Перед этим она всю ночь проплакала в постели от страха. Еще бы: первый в жизни аборт! (Чуть позже я узнал, что третий.) Прижималась ко мне и нашептывала: «Только не бросай меня, ладно? Ты будешь дома, когда я вернусь, обещаешь? Я умру, если тебя не будет». — «Я буду», — отвечал настоящий мужчина, ответственный за свои поступки.

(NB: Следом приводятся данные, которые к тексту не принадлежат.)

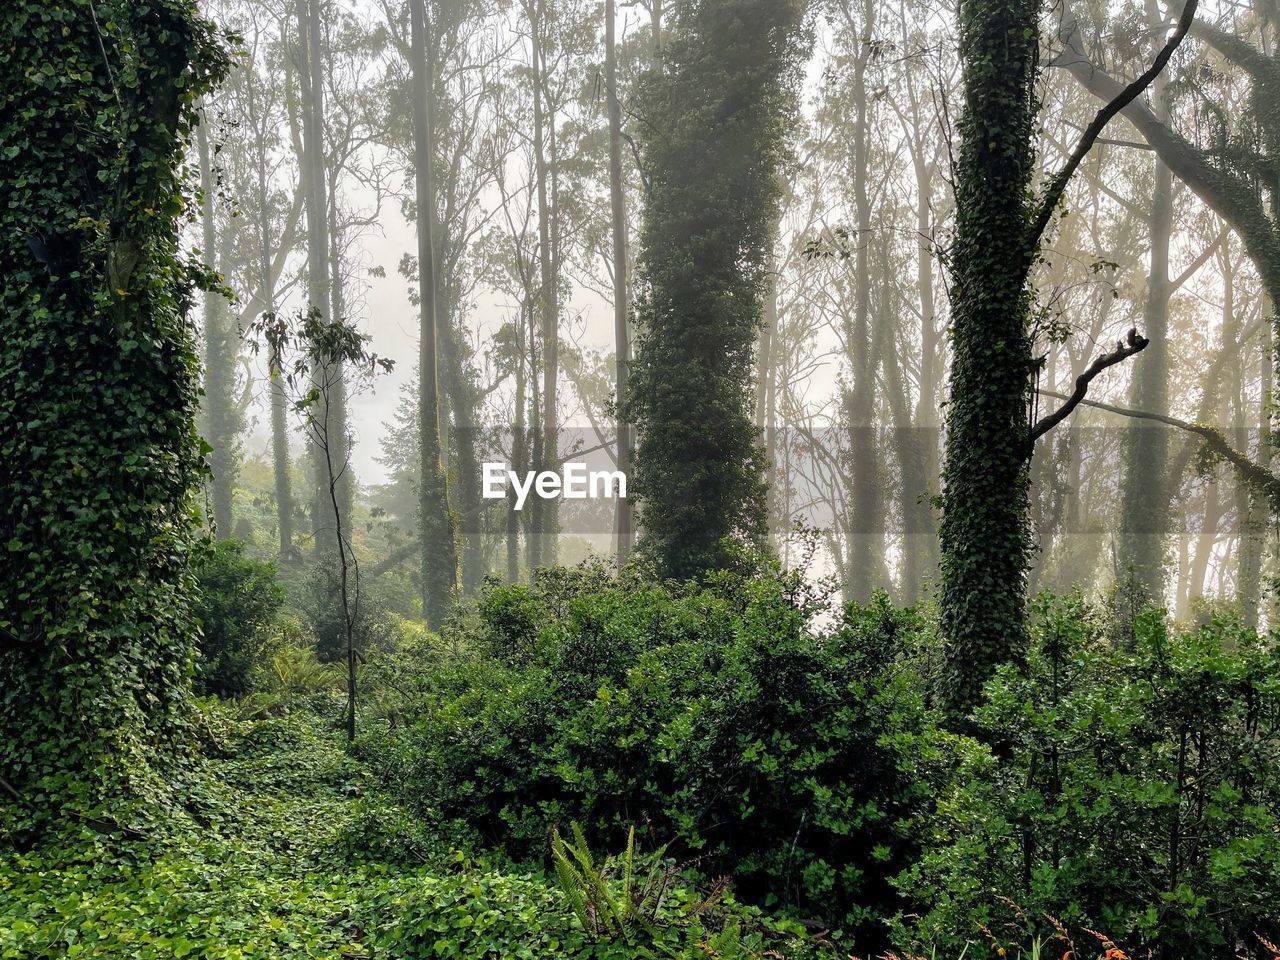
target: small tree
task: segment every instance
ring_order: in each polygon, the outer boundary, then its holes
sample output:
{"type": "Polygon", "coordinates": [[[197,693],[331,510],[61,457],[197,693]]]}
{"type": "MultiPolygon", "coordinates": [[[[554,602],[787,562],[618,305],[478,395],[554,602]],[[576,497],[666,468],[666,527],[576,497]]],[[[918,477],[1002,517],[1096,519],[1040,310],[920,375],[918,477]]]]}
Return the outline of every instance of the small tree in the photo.
{"type": "MultiPolygon", "coordinates": [[[[328,478],[322,491],[333,511],[333,535],[338,568],[338,599],[347,652],[347,739],[356,737],[356,624],[360,618],[360,565],[350,538],[350,518],[342,496],[343,479],[351,466],[351,437],[331,416],[332,399],[351,396],[372,383],[394,361],[369,350],[369,337],[341,318],[329,319],[318,310],[280,316],[265,313],[251,332],[255,348],[265,343],[268,355],[293,357],[278,366],[275,376],[294,415],[310,438],[328,478]]],[[[276,368],[273,367],[273,370],[276,368]]],[[[318,539],[318,542],[320,540],[318,539]]]]}

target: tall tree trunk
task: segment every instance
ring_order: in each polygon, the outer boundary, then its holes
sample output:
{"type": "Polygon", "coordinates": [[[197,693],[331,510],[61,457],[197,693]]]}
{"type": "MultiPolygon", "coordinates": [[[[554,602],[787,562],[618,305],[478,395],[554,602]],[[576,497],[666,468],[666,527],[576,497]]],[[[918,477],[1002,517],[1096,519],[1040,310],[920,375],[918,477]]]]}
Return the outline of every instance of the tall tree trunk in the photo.
{"type": "MultiPolygon", "coordinates": [[[[654,0],[655,8],[658,0],[654,0]]],[[[624,476],[631,473],[631,426],[627,422],[627,378],[631,369],[631,330],[627,287],[627,199],[622,179],[622,103],[618,99],[618,51],[616,48],[616,0],[604,5],[605,97],[609,101],[609,207],[613,219],[613,343],[615,360],[614,400],[617,406],[617,467],[624,476]]],[[[635,536],[635,516],[631,501],[619,497],[614,533],[617,538],[618,568],[631,556],[635,536]]]]}
{"type": "MultiPolygon", "coordinates": [[[[1163,15],[1147,0],[1147,15],[1159,28],[1163,15]]],[[[1162,74],[1152,86],[1156,116],[1168,122],[1162,74]]],[[[1173,234],[1173,175],[1157,156],[1155,187],[1151,195],[1151,264],[1147,274],[1147,303],[1143,315],[1146,337],[1151,341],[1134,360],[1130,388],[1138,410],[1169,412],[1169,242],[1173,234]]],[[[1159,604],[1164,596],[1165,538],[1169,532],[1168,490],[1169,431],[1161,425],[1134,420],[1125,445],[1124,480],[1120,503],[1120,569],[1116,575],[1132,577],[1148,602],[1159,604]]]]}
{"type": "MultiPolygon", "coordinates": [[[[1262,309],[1269,315],[1274,315],[1275,307],[1266,297],[1263,298],[1262,309]]],[[[1274,366],[1271,356],[1273,347],[1270,334],[1271,329],[1268,326],[1263,331],[1262,350],[1259,352],[1258,357],[1261,396],[1258,399],[1256,420],[1258,425],[1258,463],[1267,469],[1270,469],[1274,449],[1271,432],[1274,366]]],[[[1247,409],[1243,397],[1241,398],[1241,409],[1242,411],[1247,409]]],[[[1242,503],[1244,514],[1240,528],[1242,541],[1240,547],[1239,589],[1237,593],[1240,597],[1240,612],[1245,624],[1256,628],[1260,620],[1262,563],[1266,554],[1267,533],[1271,527],[1270,511],[1267,508],[1265,498],[1243,484],[1240,486],[1241,497],[1247,502],[1242,503]]]]}
{"type": "MultiPolygon", "coordinates": [[[[482,533],[483,503],[480,499],[480,457],[476,448],[476,391],[475,384],[467,376],[463,361],[462,338],[458,324],[444,318],[440,330],[440,342],[444,346],[444,376],[441,386],[443,398],[452,412],[452,444],[457,465],[458,484],[451,493],[458,499],[458,507],[466,518],[462,533],[462,588],[472,593],[484,582],[487,572],[484,565],[482,533]]],[[[442,444],[443,444],[442,439],[442,444]]]]}
{"type": "Polygon", "coordinates": [[[853,62],[853,203],[856,218],[854,253],[854,315],[849,331],[853,387],[848,399],[851,536],[849,579],[845,600],[865,603],[875,586],[879,567],[877,549],[883,531],[884,505],[880,498],[880,458],[875,425],[875,364],[871,342],[871,199],[867,191],[870,130],[867,118],[867,65],[875,32],[873,0],[864,4],[865,22],[855,30],[848,16],[851,41],[858,45],[853,62]]]}
{"type": "Polygon", "coordinates": [[[413,158],[418,227],[419,325],[418,449],[422,611],[439,630],[457,588],[458,562],[448,479],[440,459],[440,382],[436,341],[440,291],[436,278],[436,181],[433,100],[435,56],[427,36],[425,0],[409,0],[413,49],[413,158]]]}
{"type": "MultiPolygon", "coordinates": [[[[543,3],[530,0],[529,15],[530,57],[533,61],[533,150],[538,190],[538,267],[540,286],[539,305],[542,313],[542,445],[541,456],[536,461],[539,470],[558,471],[559,443],[556,420],[556,384],[560,373],[560,292],[557,276],[556,254],[559,238],[553,220],[551,191],[552,169],[548,154],[553,152],[549,141],[556,136],[555,118],[548,116],[546,107],[547,64],[543,51],[543,3]]],[[[535,553],[538,564],[550,564],[556,558],[557,501],[533,497],[536,540],[535,553]]]]}
{"type": "MultiPolygon", "coordinates": [[[[252,86],[250,87],[252,90],[252,86]]],[[[271,194],[267,186],[267,145],[261,122],[255,124],[258,192],[258,296],[264,313],[275,313],[276,277],[271,257],[271,194]]],[[[284,392],[284,358],[277,348],[267,357],[271,379],[271,466],[276,489],[276,533],[281,563],[293,558],[293,484],[289,477],[289,417],[284,392]]]]}
{"type": "MultiPolygon", "coordinates": [[[[221,268],[223,258],[214,215],[213,161],[210,156],[209,132],[201,123],[196,129],[200,154],[200,190],[203,194],[205,261],[221,268]]],[[[221,245],[225,247],[225,244],[221,245]]],[[[200,432],[212,447],[209,454],[210,499],[213,501],[213,529],[219,540],[231,536],[232,497],[235,488],[236,434],[239,413],[235,393],[235,338],[229,330],[226,298],[214,291],[204,295],[204,399],[200,409],[200,432]]]]}
{"type": "MultiPolygon", "coordinates": [[[[320,36],[320,0],[297,0],[299,88],[302,94],[302,142],[303,154],[299,160],[302,177],[306,182],[307,212],[307,307],[321,317],[329,312],[329,204],[326,200],[324,142],[324,71],[323,45],[320,36]]],[[[320,365],[317,378],[337,386],[328,393],[326,409],[318,418],[327,425],[329,443],[340,445],[345,451],[347,443],[346,396],[342,388],[342,371],[320,365]],[[336,439],[335,439],[336,438],[336,439]]],[[[325,552],[340,552],[340,510],[333,507],[329,489],[335,483],[349,487],[346,471],[341,477],[332,475],[333,469],[345,467],[342,457],[326,457],[311,445],[311,459],[315,472],[312,499],[312,528],[316,546],[325,552]],[[339,463],[338,468],[332,465],[339,463]]],[[[341,505],[347,497],[339,491],[337,502],[341,505]]]]}
{"type": "Polygon", "coordinates": [[[1025,650],[1029,298],[1025,289],[1040,5],[960,10],[964,113],[952,249],[940,623],[946,707],[967,717],[1001,663],[1025,650]]]}
{"type": "Polygon", "coordinates": [[[892,417],[893,457],[898,463],[898,510],[902,518],[902,578],[898,597],[904,604],[919,601],[924,584],[927,555],[922,550],[926,539],[926,525],[932,526],[929,505],[925,499],[928,481],[924,473],[924,455],[919,431],[911,422],[911,405],[907,395],[906,377],[898,360],[895,342],[894,310],[891,308],[893,278],[889,264],[880,268],[883,294],[880,298],[879,317],[876,320],[879,345],[876,354],[884,370],[885,398],[892,417]]]}

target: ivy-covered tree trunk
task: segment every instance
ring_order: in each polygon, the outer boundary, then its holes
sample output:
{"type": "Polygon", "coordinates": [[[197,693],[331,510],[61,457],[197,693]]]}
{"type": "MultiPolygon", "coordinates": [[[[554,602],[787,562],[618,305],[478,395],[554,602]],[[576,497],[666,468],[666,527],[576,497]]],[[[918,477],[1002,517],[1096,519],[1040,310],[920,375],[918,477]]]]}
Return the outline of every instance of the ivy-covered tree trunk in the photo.
{"type": "Polygon", "coordinates": [[[957,720],[1023,652],[1031,371],[1028,194],[1038,0],[960,7],[964,112],[951,253],[953,354],[943,467],[941,626],[957,720]]]}
{"type": "Polygon", "coordinates": [[[641,549],[676,577],[766,533],[753,420],[778,171],[794,114],[802,0],[689,0],[647,81],[638,337],[641,549]]]}
{"type": "Polygon", "coordinates": [[[201,454],[192,0],[0,8],[0,771],[19,825],[158,800],[184,739],[201,454]]]}

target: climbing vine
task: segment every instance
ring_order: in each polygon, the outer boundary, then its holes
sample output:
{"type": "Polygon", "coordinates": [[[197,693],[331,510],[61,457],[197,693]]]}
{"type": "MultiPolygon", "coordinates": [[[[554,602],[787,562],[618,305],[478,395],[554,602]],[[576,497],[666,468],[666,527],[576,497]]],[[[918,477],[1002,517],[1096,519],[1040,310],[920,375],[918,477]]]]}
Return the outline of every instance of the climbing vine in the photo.
{"type": "Polygon", "coordinates": [[[960,8],[964,113],[951,251],[952,364],[943,474],[941,626],[953,714],[1025,646],[1027,414],[1040,5],[960,8]]]}
{"type": "Polygon", "coordinates": [[[764,533],[754,350],[806,6],[683,4],[644,91],[633,486],[640,549],[677,577],[720,565],[725,538],[764,533]]]}
{"type": "Polygon", "coordinates": [[[194,0],[0,10],[0,783],[9,826],[180,755],[202,450],[184,148],[224,74],[194,0]]]}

И я был. Морин вернулась в четыре едва живая (после шести часов беспрерывного сидения в душном кинозале). Между ног — гигиенический пакет: подтекает, Питер (так она сказала). Какая боль (так она сказала). Без наркоза, ужас (она сказала так). Скорее в постель, а то начнется настоящее кровотечение (кажется, уже начинается). Стуча зубами и мелко дрожа, надев поверх пижамы мою старую застиранную шерстяную рубашку, Морин лежала, сжавшись в комок. Я накрыл ее несколькими одеялами, но озноб продолжался. «У меня как будто острый нож внутри, — изможденно повествовала она. — А еще он сунул мне в руку теннисный мяч. Сжимайте его крепче, говорит, будет не так больно. Я спрашиваю: как же наркоз? Когда мы договаривались, вы обещали наркоз! А он говорит: какой наркоз? Вы, красавица, полагаете, что я спятил? А я говорю: вы же обещали, я не смогу вытерпеть такую боль. А он говорит, вонючка: не вертитесь в кресле или уходите. Буду только рад. Вам хочется избавиться от ребенка, а не мне. Сжимайте рукой мяч, это отвлекает. За удовольствие надо платить… Ну, я стала сжимать мяч и старалась думать только о нас с тобой, Питер, но было так больно, ты даже не представляешь».